The sanctions, aimed at pressuring the Syrian people, have hindered the reconstruction progress of Syria, Danura said.
PEACEMAKING OR TROUBLEMAKING?
Biden’s Mideast trip has been clouded by debates across media and among pundits over its purpose, timing and sincerity.
An article published by CNN on Sunday said that Biden might not be traveling to the region at all if it were not for the global oil market that has been battered by the Russia-Ukraine military conflict.
“As far as oil is concerned, this trip is an investment in the future, specifically the hope that an improvement in U.S.-Saudi ties will facilitate the Saudis increasing production later this year and into the next,” said the article.
Prior to his trip, Biden, amid criticism of the U.S. indelible human rights record in the Middle East, defended his decision to visit Saudi Arabia in a Washington Post opinion piece, insisting that he had long supported reforms and sought to “reorient but not rupture” relations with a longstanding strategic partner.
Biden’s planned visit to Israel and the West Bank “also risks playing into the hands of critics, who have accused the United States of not pushing hard enough to end the decades-old Israeli occupation of Palestinian territories,” The Washington Post argued in another piece.

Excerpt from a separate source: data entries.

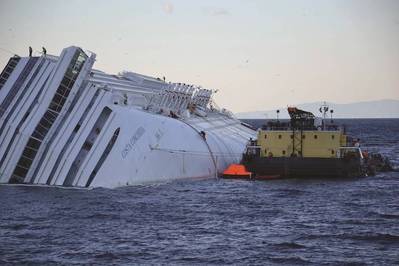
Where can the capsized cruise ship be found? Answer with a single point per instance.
(63, 123)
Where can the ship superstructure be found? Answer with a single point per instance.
(64, 123)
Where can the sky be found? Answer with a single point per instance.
(259, 55)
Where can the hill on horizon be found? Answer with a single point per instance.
(386, 108)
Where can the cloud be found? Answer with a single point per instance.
(215, 11)
(168, 8)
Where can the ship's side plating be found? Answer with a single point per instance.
(64, 123)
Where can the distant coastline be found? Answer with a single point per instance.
(387, 108)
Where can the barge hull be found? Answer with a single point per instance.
(305, 167)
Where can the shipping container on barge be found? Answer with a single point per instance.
(304, 147)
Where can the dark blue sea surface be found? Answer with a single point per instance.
(213, 221)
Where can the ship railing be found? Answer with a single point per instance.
(348, 152)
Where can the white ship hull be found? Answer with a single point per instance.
(65, 124)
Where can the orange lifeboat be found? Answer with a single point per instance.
(237, 171)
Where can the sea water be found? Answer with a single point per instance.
(213, 221)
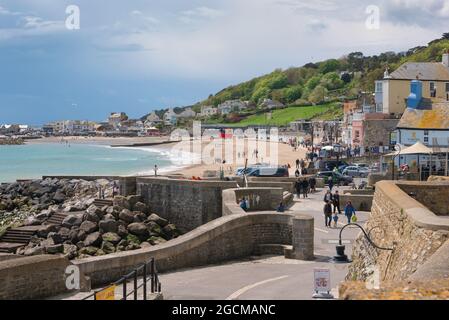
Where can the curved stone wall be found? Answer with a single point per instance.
(231, 237)
(260, 199)
(398, 221)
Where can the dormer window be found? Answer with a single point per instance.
(433, 90)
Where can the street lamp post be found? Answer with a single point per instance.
(341, 257)
(398, 149)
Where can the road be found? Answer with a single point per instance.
(263, 278)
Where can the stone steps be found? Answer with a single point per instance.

According to a report of The New York Times published on Sunday, Biden will meet with Palestinian officials and may announce new economic support in the West Bank, noting that analysts and diplomats said that they did not expect major developments in Israeli-Palestinian relations.
“U.S. engagement, let alone presidential involvement, in the Israeli-Palestinian conflict is no longer a priority,” The New York Times quoted Alon Pinkas, an Israeli former consul general in New York, as saying.
“The U.S. has reverted or shifted to alliance management, which is why an Israeli-Gulf, counter-Iranian coalition is far more important to the U.S. than solving the conflict,” he said.